Oleh: Yuli Saputra
BANDUNG, Indonesia — Baru-baru ini CNN merilis daftar 50 minuman terenak di dunia. Salah satunya minuman khas Indonesia, cendol, yang menempati urutan ke 45.
Cendol terbuat dari campuran gula merah, santan, dan tepung sagu yang dicetak berbentuk lonjong memanjang. Dengan warna bulir hijau yang khas, membuat cendol tidak saja enak dikonsumsi, tapi juga sedap dipandang mata. Minuman yang cocok disajkan sebagai dessert ini lebih lezat dinikmati dalam keadaan dingin. Saat Ramadan, cendol menjadi pilihan favorit sebagai tajil.
Di kota Bandung, akan sangat mudah ditemui pedagang cendol, terutama di tempat-tempat keramaian. Namun, hanya satu cendol yang terkenal lezat di Bandung, bahkan mungkin di Indonesia, yakni Cendol Elizabeth.
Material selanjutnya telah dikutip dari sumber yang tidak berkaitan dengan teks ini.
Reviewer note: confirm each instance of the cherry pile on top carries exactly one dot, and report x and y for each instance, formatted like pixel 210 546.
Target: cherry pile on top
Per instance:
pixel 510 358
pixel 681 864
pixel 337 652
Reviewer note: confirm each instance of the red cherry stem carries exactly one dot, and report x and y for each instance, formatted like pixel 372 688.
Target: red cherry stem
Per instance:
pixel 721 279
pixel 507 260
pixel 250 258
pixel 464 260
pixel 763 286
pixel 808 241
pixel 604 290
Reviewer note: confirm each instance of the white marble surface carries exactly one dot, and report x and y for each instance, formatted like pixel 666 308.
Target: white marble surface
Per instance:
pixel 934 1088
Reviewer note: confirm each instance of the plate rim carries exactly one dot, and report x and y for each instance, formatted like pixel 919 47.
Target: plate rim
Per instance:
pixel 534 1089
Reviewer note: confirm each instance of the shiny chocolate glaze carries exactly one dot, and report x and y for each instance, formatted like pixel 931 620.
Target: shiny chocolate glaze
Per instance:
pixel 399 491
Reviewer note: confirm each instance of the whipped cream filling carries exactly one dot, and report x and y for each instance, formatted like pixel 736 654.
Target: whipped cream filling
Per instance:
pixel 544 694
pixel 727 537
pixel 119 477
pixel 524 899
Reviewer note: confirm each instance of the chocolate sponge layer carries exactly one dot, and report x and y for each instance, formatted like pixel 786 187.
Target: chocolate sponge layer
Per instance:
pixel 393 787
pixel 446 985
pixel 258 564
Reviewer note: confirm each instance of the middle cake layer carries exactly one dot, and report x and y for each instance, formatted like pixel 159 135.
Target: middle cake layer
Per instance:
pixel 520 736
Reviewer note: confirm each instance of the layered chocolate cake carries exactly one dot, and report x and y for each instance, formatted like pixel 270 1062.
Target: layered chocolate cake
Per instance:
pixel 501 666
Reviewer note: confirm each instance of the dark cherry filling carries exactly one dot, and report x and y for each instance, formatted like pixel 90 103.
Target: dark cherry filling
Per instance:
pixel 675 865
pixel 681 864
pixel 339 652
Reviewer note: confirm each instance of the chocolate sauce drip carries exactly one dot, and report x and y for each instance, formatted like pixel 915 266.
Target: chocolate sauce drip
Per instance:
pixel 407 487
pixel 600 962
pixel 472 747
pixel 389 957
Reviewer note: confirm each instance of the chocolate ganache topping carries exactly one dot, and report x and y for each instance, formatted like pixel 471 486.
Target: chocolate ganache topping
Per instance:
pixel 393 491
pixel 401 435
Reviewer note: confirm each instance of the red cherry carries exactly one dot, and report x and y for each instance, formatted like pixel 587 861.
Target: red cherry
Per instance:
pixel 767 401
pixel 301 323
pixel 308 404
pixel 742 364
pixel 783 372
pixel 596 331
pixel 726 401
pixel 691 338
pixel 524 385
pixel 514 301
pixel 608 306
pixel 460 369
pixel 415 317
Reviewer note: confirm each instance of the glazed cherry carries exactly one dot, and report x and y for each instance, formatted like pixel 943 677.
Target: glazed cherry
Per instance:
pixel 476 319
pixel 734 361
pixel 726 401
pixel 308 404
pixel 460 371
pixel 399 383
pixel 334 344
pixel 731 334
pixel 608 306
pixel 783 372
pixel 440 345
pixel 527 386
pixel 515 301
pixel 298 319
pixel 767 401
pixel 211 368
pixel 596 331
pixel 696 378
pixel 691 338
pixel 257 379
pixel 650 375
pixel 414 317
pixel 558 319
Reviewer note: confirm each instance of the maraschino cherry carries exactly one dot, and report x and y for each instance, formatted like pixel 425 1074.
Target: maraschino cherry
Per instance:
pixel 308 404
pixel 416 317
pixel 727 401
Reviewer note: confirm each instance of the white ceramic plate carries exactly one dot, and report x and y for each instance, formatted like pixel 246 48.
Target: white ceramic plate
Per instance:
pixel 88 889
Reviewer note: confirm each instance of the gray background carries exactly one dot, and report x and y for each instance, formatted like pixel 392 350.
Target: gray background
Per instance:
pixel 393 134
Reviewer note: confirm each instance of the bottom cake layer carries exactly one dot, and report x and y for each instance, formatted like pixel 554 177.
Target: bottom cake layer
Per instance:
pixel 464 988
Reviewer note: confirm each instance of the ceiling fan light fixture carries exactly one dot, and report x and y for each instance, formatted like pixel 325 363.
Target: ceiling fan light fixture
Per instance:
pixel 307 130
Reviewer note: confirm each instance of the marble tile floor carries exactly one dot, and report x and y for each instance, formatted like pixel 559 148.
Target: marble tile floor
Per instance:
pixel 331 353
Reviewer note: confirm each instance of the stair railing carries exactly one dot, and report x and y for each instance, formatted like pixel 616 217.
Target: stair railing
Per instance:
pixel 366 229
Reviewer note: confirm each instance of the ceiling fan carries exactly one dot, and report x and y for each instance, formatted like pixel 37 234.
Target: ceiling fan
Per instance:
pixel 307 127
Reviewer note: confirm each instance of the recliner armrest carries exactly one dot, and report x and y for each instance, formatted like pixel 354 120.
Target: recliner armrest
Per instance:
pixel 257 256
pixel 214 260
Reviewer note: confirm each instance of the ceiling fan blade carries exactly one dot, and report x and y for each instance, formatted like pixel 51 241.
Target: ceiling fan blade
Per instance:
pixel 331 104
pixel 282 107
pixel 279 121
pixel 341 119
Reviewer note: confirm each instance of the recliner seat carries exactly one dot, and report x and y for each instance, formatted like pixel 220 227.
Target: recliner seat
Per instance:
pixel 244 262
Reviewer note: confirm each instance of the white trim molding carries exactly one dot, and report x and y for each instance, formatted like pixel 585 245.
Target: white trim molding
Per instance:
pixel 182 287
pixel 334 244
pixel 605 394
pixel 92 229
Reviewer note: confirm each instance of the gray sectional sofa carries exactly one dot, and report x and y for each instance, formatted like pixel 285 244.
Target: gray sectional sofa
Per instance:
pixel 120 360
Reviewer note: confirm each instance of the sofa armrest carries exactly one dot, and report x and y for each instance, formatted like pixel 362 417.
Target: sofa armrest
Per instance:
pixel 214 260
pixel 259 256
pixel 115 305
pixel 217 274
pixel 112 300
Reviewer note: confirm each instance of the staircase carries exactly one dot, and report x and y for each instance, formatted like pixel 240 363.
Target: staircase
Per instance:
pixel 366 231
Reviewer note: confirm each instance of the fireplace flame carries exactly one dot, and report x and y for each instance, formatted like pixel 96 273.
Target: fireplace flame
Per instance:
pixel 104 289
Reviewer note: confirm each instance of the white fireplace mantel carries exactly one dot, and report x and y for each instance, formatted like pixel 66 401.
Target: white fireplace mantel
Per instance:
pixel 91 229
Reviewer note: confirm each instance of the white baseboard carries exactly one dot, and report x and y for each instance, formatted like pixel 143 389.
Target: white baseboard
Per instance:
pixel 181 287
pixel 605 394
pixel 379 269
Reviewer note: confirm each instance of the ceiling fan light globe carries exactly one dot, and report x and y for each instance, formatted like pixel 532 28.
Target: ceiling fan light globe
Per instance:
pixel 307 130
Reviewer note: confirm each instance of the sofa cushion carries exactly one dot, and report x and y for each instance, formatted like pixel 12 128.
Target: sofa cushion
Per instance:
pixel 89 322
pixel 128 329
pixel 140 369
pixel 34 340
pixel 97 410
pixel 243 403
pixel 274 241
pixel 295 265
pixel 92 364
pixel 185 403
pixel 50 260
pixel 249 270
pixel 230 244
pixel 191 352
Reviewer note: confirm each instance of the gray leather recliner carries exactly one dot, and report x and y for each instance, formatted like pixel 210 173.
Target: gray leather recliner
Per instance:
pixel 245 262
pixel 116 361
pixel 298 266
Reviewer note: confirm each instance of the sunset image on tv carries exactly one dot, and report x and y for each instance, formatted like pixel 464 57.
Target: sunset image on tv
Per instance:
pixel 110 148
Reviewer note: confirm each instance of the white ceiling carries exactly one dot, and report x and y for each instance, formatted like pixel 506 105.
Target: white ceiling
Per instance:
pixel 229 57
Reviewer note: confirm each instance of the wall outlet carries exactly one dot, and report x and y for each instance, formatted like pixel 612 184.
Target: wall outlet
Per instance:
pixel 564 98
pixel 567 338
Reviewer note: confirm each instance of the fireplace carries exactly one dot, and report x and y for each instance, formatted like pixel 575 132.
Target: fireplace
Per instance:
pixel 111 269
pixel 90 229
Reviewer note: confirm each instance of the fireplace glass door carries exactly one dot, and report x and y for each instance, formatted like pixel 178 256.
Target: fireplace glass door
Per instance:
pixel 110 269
Cendol Elizabeth menjadi buruan wisatawan yang berkunjung ke Kota Kembang. Setiap akhir pekan, restoran Es Cendol Elizabeth yang berlokasi di Jalan Inhoftank No. 64 Kota Bandung, selalu ramai dikunjungi pembeli. Tak heran, jika Cendol Elizabeth bertahan dan menjadi juaranya hingga kini.
Laris manis puluhan tahun
Harus diakui, belum ada yang bisa menggantikan kelezatan Cendol Elizabeth.Meski penjual cendol bertebaran di Bandung, tapi hanya Cendol Elizabeth yang dicari dan disukai pembeli. Hal itulah yang kemudian membuat nama Cendol Elizabeth dicatut banyak pedagang. Tulisan Cendol Elizabeth tertera di gerobak sebagian besar penjual cendol. Padahal, Cendol Elizabeth yang asli hanya dijual di restorannya dan sejumlah supermarket.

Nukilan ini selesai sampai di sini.